Britain, the EU and referendums: 1975 & 2016 (Part 1 note)

*  One word I remember from that 1975 Sunday Times article is "post-prandial". This more recent article is very interesting.

Forecasts can be wrong, and those from "experts"(at the IFS & IMF etc.) are reflexively rubbished by the Leave campaign, but hard historic facts are harder to argue with.

Economic Outlook: Britain whistled a happier tune after joining the EU - David Smith, 28 February 2016

While Europe was busy integrating, the world was Britain’s oyster. Where there had once been the Empire, on which the sun never set, now there was the Commonwealth. There was the special relationship with America. There were opportunities well beyond the narrow confines of the EEC.
The world, however, was not enough. Commonwealth countries such as Australia and South Africa, far from being happy to be easy markets for British exports, wanted to develop their own industries and imposed tariff barriers against the mother country. India was heavily protectionist from the time of independence in 1947. As a result of this and other factors, Europe’s grass started to look a lot greener. Britain’s economic performance in the 1950s and 1960s was poor in relation to the EEC pioneers. Germany and France had a lot more catching up to do after the devastation of the Second World War but, even allowing for this, they achieved growth well in excess of Britain’s.

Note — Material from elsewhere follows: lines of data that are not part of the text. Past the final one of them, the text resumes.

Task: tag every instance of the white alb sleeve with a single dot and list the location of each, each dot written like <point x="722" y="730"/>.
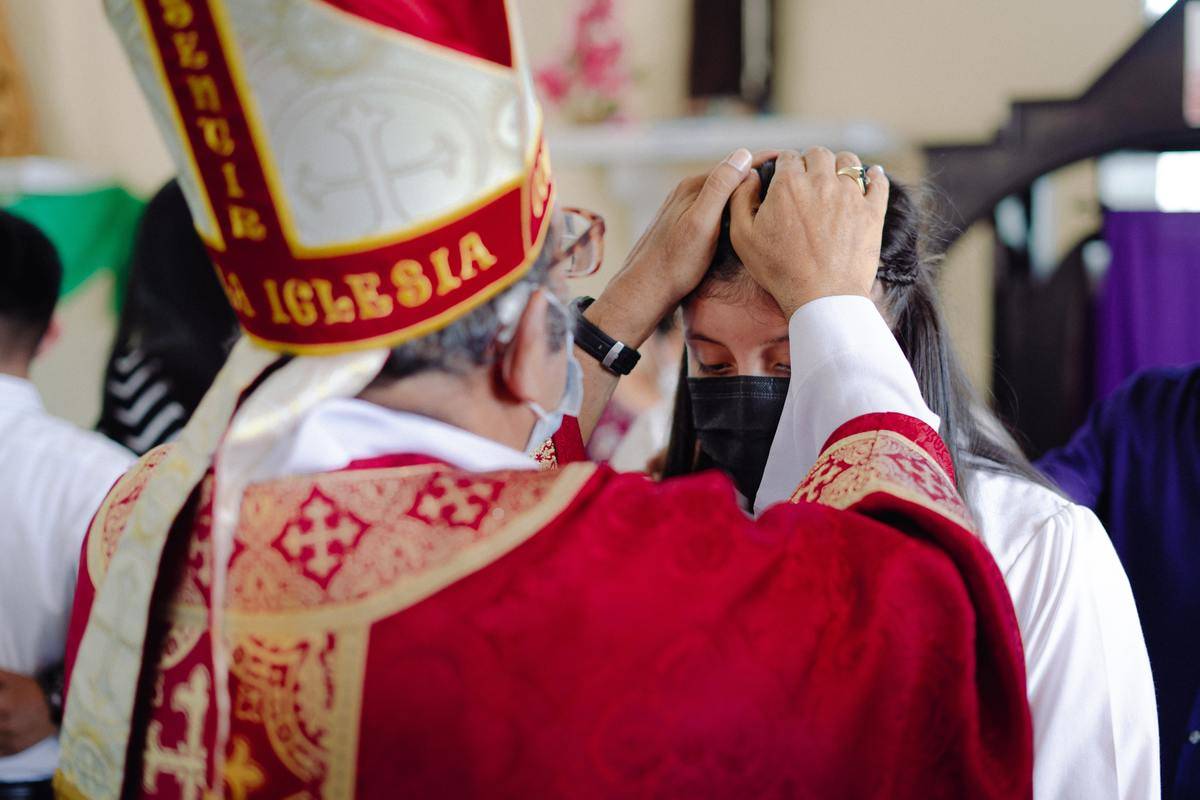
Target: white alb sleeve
<point x="845" y="364"/>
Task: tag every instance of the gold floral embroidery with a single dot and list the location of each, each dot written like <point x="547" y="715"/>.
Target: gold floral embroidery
<point x="881" y="461"/>
<point x="241" y="774"/>
<point x="299" y="635"/>
<point x="187" y="761"/>
<point x="114" y="513"/>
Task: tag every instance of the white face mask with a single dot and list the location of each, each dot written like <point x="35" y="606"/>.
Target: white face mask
<point x="549" y="422"/>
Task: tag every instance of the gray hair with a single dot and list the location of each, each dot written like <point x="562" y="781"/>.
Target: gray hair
<point x="468" y="342"/>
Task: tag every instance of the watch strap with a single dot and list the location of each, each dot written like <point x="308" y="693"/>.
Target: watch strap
<point x="613" y="355"/>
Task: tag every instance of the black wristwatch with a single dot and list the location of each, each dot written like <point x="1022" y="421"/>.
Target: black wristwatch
<point x="51" y="681"/>
<point x="616" y="356"/>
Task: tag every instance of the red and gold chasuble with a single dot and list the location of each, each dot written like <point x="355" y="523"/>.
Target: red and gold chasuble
<point x="406" y="629"/>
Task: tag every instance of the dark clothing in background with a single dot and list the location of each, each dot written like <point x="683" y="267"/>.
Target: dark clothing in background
<point x="1137" y="463"/>
<point x="174" y="332"/>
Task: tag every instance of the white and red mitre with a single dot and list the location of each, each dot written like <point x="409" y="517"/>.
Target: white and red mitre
<point x="363" y="170"/>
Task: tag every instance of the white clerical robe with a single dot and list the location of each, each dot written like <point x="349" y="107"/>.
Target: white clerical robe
<point x="1090" y="687"/>
<point x="53" y="477"/>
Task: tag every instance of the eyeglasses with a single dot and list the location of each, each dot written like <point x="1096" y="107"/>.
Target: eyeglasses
<point x="581" y="246"/>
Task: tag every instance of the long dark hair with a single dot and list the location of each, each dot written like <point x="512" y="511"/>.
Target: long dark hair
<point x="174" y="318"/>
<point x="977" y="440"/>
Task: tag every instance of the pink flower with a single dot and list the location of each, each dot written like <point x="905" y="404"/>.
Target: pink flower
<point x="598" y="65"/>
<point x="555" y="83"/>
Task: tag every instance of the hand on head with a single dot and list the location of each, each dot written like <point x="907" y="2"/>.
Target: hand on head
<point x="815" y="234"/>
<point x="672" y="256"/>
<point x="24" y="714"/>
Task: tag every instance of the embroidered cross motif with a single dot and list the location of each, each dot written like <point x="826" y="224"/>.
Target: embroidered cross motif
<point x="376" y="169"/>
<point x="324" y="533"/>
<point x="459" y="500"/>
<point x="187" y="762"/>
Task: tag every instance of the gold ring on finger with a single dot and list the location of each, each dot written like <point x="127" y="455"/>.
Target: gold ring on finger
<point x="858" y="173"/>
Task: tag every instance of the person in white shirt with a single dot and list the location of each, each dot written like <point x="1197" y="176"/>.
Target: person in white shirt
<point x="1089" y="679"/>
<point x="53" y="477"/>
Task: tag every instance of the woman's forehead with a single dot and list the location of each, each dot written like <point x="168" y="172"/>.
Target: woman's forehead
<point x="751" y="319"/>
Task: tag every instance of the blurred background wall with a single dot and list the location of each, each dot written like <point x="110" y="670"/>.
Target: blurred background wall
<point x="935" y="70"/>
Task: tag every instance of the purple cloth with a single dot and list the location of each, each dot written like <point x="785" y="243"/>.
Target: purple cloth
<point x="1146" y="313"/>
<point x="1137" y="463"/>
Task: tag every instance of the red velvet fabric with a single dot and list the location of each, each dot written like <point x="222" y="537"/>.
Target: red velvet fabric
<point x="652" y="641"/>
<point x="478" y="28"/>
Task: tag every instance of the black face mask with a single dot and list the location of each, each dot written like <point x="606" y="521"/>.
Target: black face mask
<point x="736" y="421"/>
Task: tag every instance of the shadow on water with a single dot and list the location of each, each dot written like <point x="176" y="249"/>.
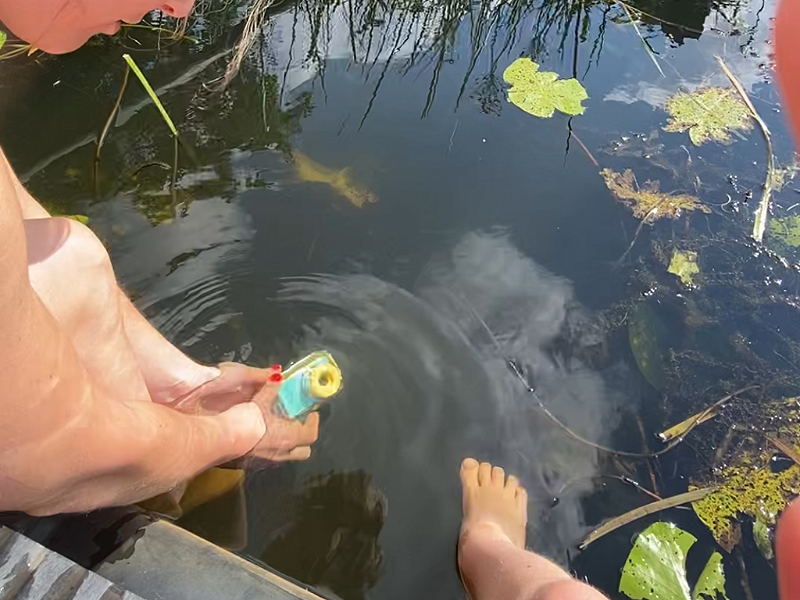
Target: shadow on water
<point x="255" y="250"/>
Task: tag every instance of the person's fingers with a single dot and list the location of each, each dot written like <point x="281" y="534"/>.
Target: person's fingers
<point x="284" y="434"/>
<point x="236" y="383"/>
<point x="299" y="453"/>
<point x="788" y="545"/>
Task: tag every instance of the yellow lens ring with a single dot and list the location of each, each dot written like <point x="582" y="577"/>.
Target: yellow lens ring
<point x="325" y="380"/>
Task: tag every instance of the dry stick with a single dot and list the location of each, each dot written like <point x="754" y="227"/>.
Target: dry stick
<point x="113" y="114"/>
<point x="643" y="511"/>
<point x="646" y="448"/>
<point x="585" y="149"/>
<point x="762" y="213"/>
<point x="577" y="437"/>
<point x="785" y="448"/>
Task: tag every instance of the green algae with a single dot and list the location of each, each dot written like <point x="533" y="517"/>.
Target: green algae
<point x="541" y="93"/>
<point x="684" y="266"/>
<point x="648" y="201"/>
<point x="710" y="114"/>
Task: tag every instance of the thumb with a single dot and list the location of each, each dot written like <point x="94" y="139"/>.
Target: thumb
<point x="243" y="424"/>
<point x="788" y="543"/>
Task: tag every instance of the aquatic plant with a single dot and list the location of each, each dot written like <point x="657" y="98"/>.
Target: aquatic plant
<point x="150" y="92"/>
<point x="541" y="93"/>
<point x="684" y="266"/>
<point x="710" y="114"/>
<point x="786" y="230"/>
<point x="656" y="568"/>
<point x="647" y="201"/>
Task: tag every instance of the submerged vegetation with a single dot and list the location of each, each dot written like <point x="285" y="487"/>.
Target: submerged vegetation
<point x="694" y="337"/>
<point x="647" y="201"/>
<point x="710" y="114"/>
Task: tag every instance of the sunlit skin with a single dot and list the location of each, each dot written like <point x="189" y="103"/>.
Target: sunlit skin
<point x="99" y="409"/>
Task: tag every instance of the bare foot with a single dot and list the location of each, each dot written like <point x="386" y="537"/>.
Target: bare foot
<point x="492" y="504"/>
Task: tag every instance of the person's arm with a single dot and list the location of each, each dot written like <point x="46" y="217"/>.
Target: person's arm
<point x="65" y="447"/>
<point x="787" y="59"/>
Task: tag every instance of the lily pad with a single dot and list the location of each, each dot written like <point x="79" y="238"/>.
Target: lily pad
<point x="646" y="334"/>
<point x="709" y="114"/>
<point x="656" y="568"/>
<point x="684" y="266"/>
<point x="541" y="93"/>
<point x="786" y="230"/>
<point x="647" y="201"/>
<point x="747" y="484"/>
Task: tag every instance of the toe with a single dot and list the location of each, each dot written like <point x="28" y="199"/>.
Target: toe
<point x="498" y="476"/>
<point x="511" y="486"/>
<point x="469" y="472"/>
<point x="485" y="474"/>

In the years from 1950 to 1973, sometimes known as the golden age of growth, gross domestic product per head rose by an average of 2.4% a year in Britain, 4% in France and 5% in Germany. By 1960, Germany was once again producing more cars than Britain and had secured a bigger share of world trade.

Having sampled life outside the EEC, successive British governments wanted in, and desperately so. After trying a smaller alternative, the European Free Trade Association (EFTA), established in 1960, Britain was rejected for EEC membership in 1963 and 1967 before being finally admitted at the start of 1973. Envy of Europe ran deep. [ .. ]

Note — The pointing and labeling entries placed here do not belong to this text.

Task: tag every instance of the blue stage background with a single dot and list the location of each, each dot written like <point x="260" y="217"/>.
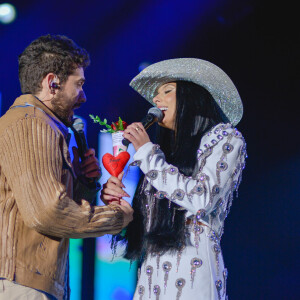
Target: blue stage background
<point x="256" y="43"/>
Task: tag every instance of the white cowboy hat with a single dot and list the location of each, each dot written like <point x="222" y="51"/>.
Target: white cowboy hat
<point x="196" y="70"/>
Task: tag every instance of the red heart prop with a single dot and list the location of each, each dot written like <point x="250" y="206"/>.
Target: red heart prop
<point x="115" y="164"/>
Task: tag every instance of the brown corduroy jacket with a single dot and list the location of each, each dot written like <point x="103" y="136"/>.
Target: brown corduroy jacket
<point x="38" y="211"/>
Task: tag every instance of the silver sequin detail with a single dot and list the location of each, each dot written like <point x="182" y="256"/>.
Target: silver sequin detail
<point x="180" y="283"/>
<point x="178" y="195"/>
<point x="222" y="165"/>
<point x="156" y="291"/>
<point x="227" y="148"/>
<point x="166" y="266"/>
<point x="141" y="291"/>
<point x="219" y="288"/>
<point x="198" y="189"/>
<point x="152" y="174"/>
<point x="195" y="263"/>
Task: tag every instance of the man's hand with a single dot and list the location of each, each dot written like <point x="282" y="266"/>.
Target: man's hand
<point x="136" y="134"/>
<point x="89" y="167"/>
<point x="113" y="189"/>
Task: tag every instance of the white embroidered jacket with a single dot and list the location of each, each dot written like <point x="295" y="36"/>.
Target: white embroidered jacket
<point x="208" y="195"/>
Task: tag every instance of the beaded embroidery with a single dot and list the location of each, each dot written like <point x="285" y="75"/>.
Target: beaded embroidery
<point x="195" y="263"/>
<point x="166" y="266"/>
<point x="180" y="283"/>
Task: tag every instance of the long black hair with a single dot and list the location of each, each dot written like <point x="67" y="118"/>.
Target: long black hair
<point x="196" y="113"/>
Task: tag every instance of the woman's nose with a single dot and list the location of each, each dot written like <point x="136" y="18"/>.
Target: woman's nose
<point x="156" y="99"/>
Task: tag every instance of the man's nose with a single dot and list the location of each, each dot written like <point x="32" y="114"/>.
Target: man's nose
<point x="82" y="97"/>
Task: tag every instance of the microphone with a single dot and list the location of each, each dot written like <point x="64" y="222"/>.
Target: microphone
<point x="79" y="135"/>
<point x="78" y="130"/>
<point x="154" y="115"/>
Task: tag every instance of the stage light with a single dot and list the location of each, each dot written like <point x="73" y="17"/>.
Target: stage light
<point x="7" y="13"/>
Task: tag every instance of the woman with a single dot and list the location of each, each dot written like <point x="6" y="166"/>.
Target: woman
<point x="189" y="179"/>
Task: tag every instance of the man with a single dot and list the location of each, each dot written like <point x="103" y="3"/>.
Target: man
<point x="41" y="202"/>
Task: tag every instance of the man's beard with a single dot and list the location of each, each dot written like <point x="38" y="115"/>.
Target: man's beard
<point x="62" y="108"/>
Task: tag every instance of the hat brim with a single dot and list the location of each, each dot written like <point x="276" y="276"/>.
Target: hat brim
<point x="196" y="70"/>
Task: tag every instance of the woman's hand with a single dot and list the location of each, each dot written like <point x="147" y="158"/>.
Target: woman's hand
<point x="113" y="190"/>
<point x="137" y="135"/>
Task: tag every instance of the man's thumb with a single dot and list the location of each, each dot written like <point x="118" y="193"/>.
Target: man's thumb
<point x="120" y="176"/>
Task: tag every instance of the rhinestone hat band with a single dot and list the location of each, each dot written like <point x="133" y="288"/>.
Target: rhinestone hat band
<point x="196" y="70"/>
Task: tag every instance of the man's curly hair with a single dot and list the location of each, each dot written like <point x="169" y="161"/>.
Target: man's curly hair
<point x="49" y="54"/>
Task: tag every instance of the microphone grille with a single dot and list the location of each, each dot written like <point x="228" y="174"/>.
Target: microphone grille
<point x="156" y="112"/>
<point x="78" y="124"/>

 The politicians of the 1960s and early 1970s were not daft. Having lagged behind growth in the EEC prior to membership, Britain caught up and then outgrew the original six. Their growth became no longer a cause for envy. Growth rates slowed everywhere after the golden age, but Britain’s relative performance improved. Plainly not all of this was due to being in the EEC. Clearly, some of it was.

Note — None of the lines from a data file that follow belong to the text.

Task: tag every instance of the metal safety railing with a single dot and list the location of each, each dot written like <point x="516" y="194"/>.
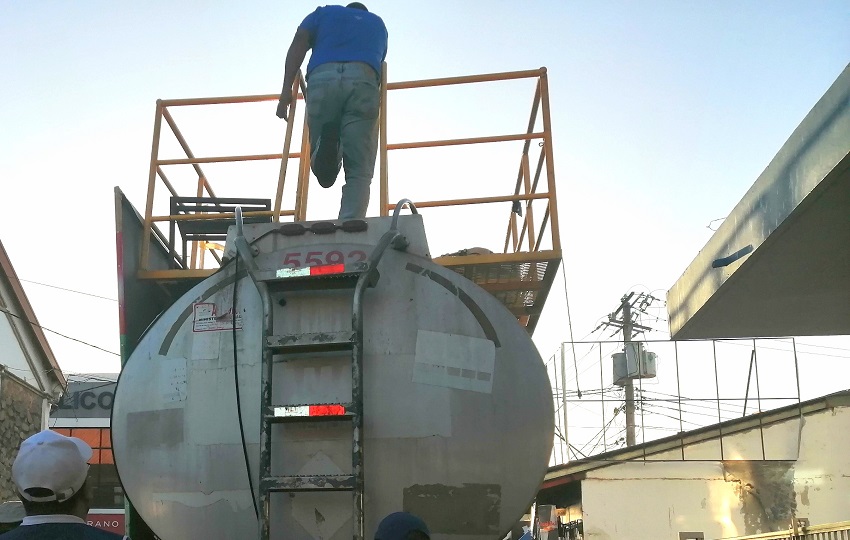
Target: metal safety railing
<point x="520" y="275"/>
<point x="803" y="531"/>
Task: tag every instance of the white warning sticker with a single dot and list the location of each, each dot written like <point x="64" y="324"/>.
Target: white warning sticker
<point x="205" y="319"/>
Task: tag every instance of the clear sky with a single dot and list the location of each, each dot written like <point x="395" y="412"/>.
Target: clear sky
<point x="664" y="114"/>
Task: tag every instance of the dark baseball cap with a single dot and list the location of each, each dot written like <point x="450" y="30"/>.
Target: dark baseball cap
<point x="398" y="525"/>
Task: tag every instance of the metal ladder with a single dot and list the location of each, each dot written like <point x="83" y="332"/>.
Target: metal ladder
<point x="357" y="276"/>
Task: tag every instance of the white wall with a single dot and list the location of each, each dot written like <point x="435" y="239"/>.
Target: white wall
<point x="742" y="495"/>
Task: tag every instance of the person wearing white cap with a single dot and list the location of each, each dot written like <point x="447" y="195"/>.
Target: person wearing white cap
<point x="50" y="474"/>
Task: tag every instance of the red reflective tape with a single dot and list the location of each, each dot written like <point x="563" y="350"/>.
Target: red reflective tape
<point x="327" y="269"/>
<point x="327" y="410"/>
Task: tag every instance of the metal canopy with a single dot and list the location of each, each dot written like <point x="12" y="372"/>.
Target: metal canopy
<point x="780" y="263"/>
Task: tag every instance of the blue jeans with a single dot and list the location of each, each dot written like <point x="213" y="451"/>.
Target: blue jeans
<point x="347" y="93"/>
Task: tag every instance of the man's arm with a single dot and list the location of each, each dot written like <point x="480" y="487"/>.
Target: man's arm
<point x="294" y="58"/>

Joining the EEC was a considerable economic success, according to a new paper, The Growth Effects of EU Membership for the UK: A Review of the Evidence, by the noted economic historian Professor Nick Crafts of Warwick University. “Membership has raised UK income levels appreciably and by much more than 1970s proponents of EU entry predicted,” he writes. “Joining the EU raised the level of real GDP per person in the UK compared with the alternative of staying in EFTA. The deeper economic integration EU membership entailed increased trade substantially and this had positive effects on income.” His calculations suggest that the positive economic effects of membership have outweighed the cost of Britain’s EU contributions and red tape by a factor of about seven to one.

The world was different in 1973, when Britain joined the EEC, and 1975, when we had a referendum on whether to stay in. Many people who did have a vote in 1975, and some who did not, claim that the country was conned; that we voted to join a common market and ended up with ever closer union, migration and a single currency on our doorstep. It is true that at the time of the 1975 referendum the government chose to emphasise the trade aspects of membership to the exclusion of almost everything else. Freedom of movement and equal treatment of people were part of the Treaty of Rome, though in the 1970s most people expected the flows to be from Britain to the rest of Europe, not the other way around. The TV series Auf Wiedersehn, Pet, first shown in 1983, was about British migrant workers in Germany.

As for the single currency, when Ted Heath began his successful entry negotiations, the EEC was still officially on course for monetary union, the Werner Report of October 1970 having set the target of achieving it by 1980. It took a further two decades for the euro to arrive, but Europe’s intentions were pretty clear.

A stronger point is that Europe has changed in 40 years. No longer do we envy our European partners their growth, although many people I talk to still have a lot of envy for Germany and even France. The world has changed, too, with the rise of China and other emerging economies. Trade is freer, for goods if not yet enough for services. Britain is making great strides in the latter, though: service-sector exports doubled between 2006 and 2014. 

 The question I will address in coming weeks is whether things have changed enough for life to be better outside the EU. Does membership prevent us taking full advantage of the wider world, or is that an escapist fantasy? Germany has been a big success, from within the EU, in selling to the world. Only China and America, with much larger populations, export more.